"L'ultimo orgoglio: i figli all'addio

Dalla Rassegna stampa

Adesso devo scoprire se qualcuno ha pagato la casa a mia insaputa, dice, e tutto finisce un’altra volta a palette e secchiello. Ci si guarda in faccia, nel parlamentino del ministero, e non ci si crede: «Ma abbiamo capito bene?». Si, abbiamo capito bene. La linea difensiva di Claudio Scajola è così scandita: «Se dovessi acclarare che la mia abitazione fosse stata pagata da altri a mia insaputa, senza saperne il motivo, il tornaconto e l’interesse, i miei legali eserciterebbero le azioni necessarie ad annullare il contratto». Per sostenere una tesi tanto estrema, e con la speranza che qualcuno l’accolga (senza intanto darsi risposte definitive sulla lucidità di chi l’ha partorita), bisognava che l’ex ministro fosse turbato almeno quanto la sua espressione facciale denunciava. Ieri mattina Scajola è arrivato alla conferenza stampa con una ventina di minuti di ritardo. Un ritardo apprezzato, poiché i giornalisti chiamati all’evento si erano incodati all’ingresso, in via Veneto, da dove venivano accolti nel ministero uno a uno, previo controllo di documenti e autocertificazioni, e si era ingannato il tempo con annoiato cinismo: «E’ più semplice fare un rogito che entrare qua dentro», ha gridato uno al carabiniere che presidiava l’ingresso. Si ironizza pessimamente, in queste occasioni. Un paio di cronisti si davano alla scenetta: «Oooh, è da un sacco che non ci vediamo»; «sì, dev’essere stato l’ultima volta che Scajola si è dimesso».

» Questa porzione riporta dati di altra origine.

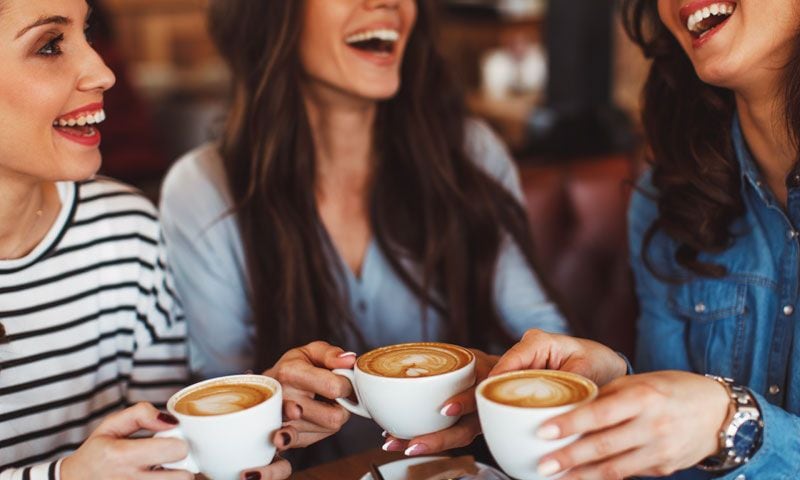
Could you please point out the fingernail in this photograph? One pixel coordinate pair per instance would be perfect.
(549, 432)
(167, 418)
(418, 449)
(452, 410)
(392, 446)
(549, 467)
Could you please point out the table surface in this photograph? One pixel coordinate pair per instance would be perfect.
(349, 468)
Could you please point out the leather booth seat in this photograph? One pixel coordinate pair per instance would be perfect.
(578, 216)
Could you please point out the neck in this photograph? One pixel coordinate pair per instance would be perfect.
(764, 128)
(342, 129)
(22, 227)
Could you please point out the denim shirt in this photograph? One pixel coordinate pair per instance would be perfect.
(743, 326)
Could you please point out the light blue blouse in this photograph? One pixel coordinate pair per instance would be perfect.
(207, 256)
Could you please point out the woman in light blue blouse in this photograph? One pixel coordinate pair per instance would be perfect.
(350, 200)
(716, 255)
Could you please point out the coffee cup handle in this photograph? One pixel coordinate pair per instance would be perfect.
(187, 463)
(348, 404)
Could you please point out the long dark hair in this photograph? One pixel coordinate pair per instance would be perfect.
(437, 216)
(688, 130)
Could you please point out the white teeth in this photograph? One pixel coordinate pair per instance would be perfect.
(706, 12)
(383, 34)
(83, 120)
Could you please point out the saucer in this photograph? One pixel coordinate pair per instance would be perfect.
(397, 470)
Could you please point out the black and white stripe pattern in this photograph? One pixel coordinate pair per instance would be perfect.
(92, 326)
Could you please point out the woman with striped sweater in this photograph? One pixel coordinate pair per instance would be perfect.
(91, 334)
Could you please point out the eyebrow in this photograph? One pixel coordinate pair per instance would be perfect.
(53, 19)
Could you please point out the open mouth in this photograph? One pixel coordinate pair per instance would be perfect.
(374, 41)
(707, 19)
(80, 125)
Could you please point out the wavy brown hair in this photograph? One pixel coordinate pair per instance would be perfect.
(687, 126)
(437, 217)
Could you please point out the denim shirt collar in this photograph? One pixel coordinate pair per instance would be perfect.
(747, 164)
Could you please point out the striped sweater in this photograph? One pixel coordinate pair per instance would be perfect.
(92, 326)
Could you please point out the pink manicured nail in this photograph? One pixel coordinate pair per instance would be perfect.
(392, 446)
(451, 410)
(549, 467)
(418, 449)
(549, 432)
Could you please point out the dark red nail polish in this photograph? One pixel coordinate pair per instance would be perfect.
(167, 418)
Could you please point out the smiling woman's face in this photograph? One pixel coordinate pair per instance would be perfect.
(356, 46)
(51, 79)
(737, 44)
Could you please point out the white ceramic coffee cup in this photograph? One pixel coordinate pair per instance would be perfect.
(510, 431)
(222, 446)
(407, 407)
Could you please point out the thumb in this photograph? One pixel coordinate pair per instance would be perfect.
(142, 416)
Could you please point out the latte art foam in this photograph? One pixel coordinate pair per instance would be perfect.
(536, 390)
(221, 399)
(414, 360)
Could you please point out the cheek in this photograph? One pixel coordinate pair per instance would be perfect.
(668, 13)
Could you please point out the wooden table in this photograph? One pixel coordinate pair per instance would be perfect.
(349, 468)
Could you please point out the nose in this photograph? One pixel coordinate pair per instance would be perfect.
(96, 75)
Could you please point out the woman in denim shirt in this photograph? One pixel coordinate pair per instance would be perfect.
(714, 241)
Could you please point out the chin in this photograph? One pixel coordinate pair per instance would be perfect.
(82, 169)
(718, 74)
(380, 93)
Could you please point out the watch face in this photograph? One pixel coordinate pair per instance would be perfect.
(747, 438)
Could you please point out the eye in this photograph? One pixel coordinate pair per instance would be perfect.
(52, 48)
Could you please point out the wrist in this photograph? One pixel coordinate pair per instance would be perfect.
(742, 430)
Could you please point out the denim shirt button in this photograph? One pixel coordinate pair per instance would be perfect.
(700, 307)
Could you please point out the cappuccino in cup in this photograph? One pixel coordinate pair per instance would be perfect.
(414, 360)
(514, 405)
(404, 387)
(538, 389)
(221, 398)
(228, 423)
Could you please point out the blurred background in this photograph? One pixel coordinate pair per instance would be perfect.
(558, 80)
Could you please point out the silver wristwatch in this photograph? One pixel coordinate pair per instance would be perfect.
(742, 432)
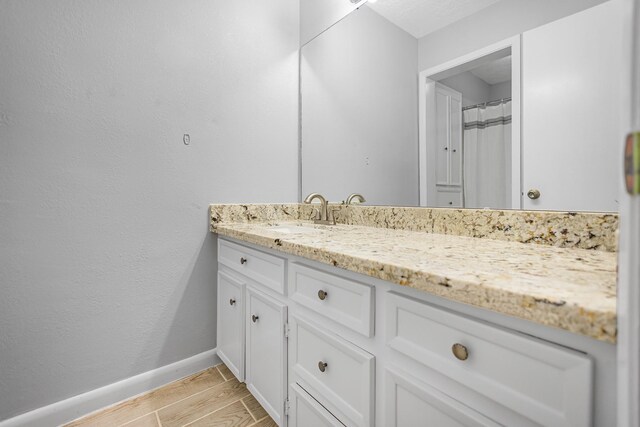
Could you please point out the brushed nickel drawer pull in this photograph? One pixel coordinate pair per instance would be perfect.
(460, 351)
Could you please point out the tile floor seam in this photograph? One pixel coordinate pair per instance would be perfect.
(248, 410)
(260, 420)
(135, 419)
(191, 395)
(220, 372)
(219, 409)
(137, 396)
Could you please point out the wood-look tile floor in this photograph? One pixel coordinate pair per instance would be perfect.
(213, 397)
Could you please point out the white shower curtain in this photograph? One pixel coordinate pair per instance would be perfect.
(487, 156)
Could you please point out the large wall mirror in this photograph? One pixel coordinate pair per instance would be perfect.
(503, 104)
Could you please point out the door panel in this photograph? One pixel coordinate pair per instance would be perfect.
(571, 108)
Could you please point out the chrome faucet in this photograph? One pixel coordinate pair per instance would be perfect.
(323, 215)
(355, 196)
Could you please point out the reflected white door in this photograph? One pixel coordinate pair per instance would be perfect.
(571, 107)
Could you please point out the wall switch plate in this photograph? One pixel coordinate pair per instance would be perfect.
(632, 163)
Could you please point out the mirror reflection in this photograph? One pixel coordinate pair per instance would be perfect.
(509, 104)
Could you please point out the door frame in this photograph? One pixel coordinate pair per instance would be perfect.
(463, 63)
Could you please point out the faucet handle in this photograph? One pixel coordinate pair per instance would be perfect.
(332, 216)
(315, 215)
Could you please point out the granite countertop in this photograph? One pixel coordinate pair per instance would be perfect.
(569, 288)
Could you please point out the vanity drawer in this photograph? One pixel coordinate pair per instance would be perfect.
(268, 270)
(545, 383)
(345, 385)
(342, 300)
(307, 412)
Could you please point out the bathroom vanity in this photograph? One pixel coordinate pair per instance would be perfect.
(383, 326)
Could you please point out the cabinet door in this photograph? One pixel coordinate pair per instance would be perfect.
(231, 323)
(442, 137)
(266, 352)
(412, 403)
(455, 140)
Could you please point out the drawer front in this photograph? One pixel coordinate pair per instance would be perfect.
(345, 385)
(342, 300)
(231, 323)
(268, 270)
(410, 403)
(307, 412)
(546, 384)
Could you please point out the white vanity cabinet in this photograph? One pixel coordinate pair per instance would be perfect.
(508, 377)
(230, 329)
(252, 322)
(267, 352)
(329, 347)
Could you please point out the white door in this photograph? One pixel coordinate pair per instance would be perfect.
(266, 352)
(571, 109)
(447, 120)
(230, 327)
(628, 266)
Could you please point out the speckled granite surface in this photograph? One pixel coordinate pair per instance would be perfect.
(572, 289)
(561, 229)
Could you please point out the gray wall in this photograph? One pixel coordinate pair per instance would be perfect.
(497, 22)
(360, 111)
(107, 269)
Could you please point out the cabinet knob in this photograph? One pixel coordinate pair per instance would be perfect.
(533, 194)
(460, 351)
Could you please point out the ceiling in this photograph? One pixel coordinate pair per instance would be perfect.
(421, 17)
(497, 71)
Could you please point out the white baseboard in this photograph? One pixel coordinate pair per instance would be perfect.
(85, 403)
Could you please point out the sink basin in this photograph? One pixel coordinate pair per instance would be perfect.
(291, 229)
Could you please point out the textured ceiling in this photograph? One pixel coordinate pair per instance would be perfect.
(421, 17)
(493, 72)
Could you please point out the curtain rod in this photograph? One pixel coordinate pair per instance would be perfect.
(489, 103)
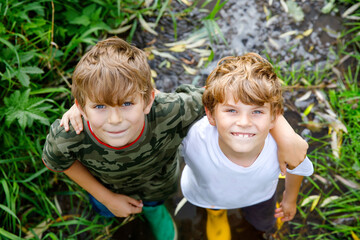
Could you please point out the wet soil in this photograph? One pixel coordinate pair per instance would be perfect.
(244, 27)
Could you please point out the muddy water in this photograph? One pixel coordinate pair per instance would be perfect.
(309, 43)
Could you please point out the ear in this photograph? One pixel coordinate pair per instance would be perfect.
(151, 101)
(80, 109)
(210, 117)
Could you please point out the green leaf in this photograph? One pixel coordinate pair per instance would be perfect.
(32, 70)
(25, 110)
(295, 11)
(81, 20)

Ma tutto questo buon umore da scolaresca è svanito quando l’accusato, ed era quasi mezzogiorno, è entrato in aula pallido, sofferente - come egli stesso si è descritto - ed è rimasto all’insù, su richiesta dei fotografi, per il rito dell’istantanea che stavolta aveva un gusto sinistro. Poi Scajola si è seduto, e davvero tutti zitti, stavolta religiosamente, e si sarebbe scoperto poi che Scajola si era portato appresso i due figli come per un finale scatto d’orgoglio. Ma poi il rito è sembrato ben altro, più in linea con lo Scajola digrignante deciso a non cedere («non rifarò come nel caso Biagi», aveva detto quotidianamente fino a lunedì, riferendosi al 2002, quando lasciò il Viminale per aver detto «rompicoglioni» del giuslavorista ucciso) che con lo Scajola spettrale di ieri mattina, così dimesso da preannunciare contrizioni mai arrivate.
Così come aveva pensato di avvalorare la sua buona fede accreditando il giusto prezzo di 600 mila euro per 180 metri quadrati con vista sul Colosseo, allo stesso modo ieri - e che sprezzo del pericolo! - ha aggiunto la novità: se per davvero quella casa costò di più, e se per davvero qualcuno ci ha messo la differenza senza che me ne accorgessi, e magari per ricattarmi al momento buono, bè, mi rivolgerò all’avvocato. Per questo me ne vado, ha spiegato, perché non posso vivere da ministro con tale sospetto. E’ difficile spiegarsi, perché all’uomo dimissionario bisognerebbe tendere la mano, ma nell’interesse di Scajola sarebbe meglio se si trattasse di frottola: il bugiardo può farsi sincero, il fesso non può farsi volpe.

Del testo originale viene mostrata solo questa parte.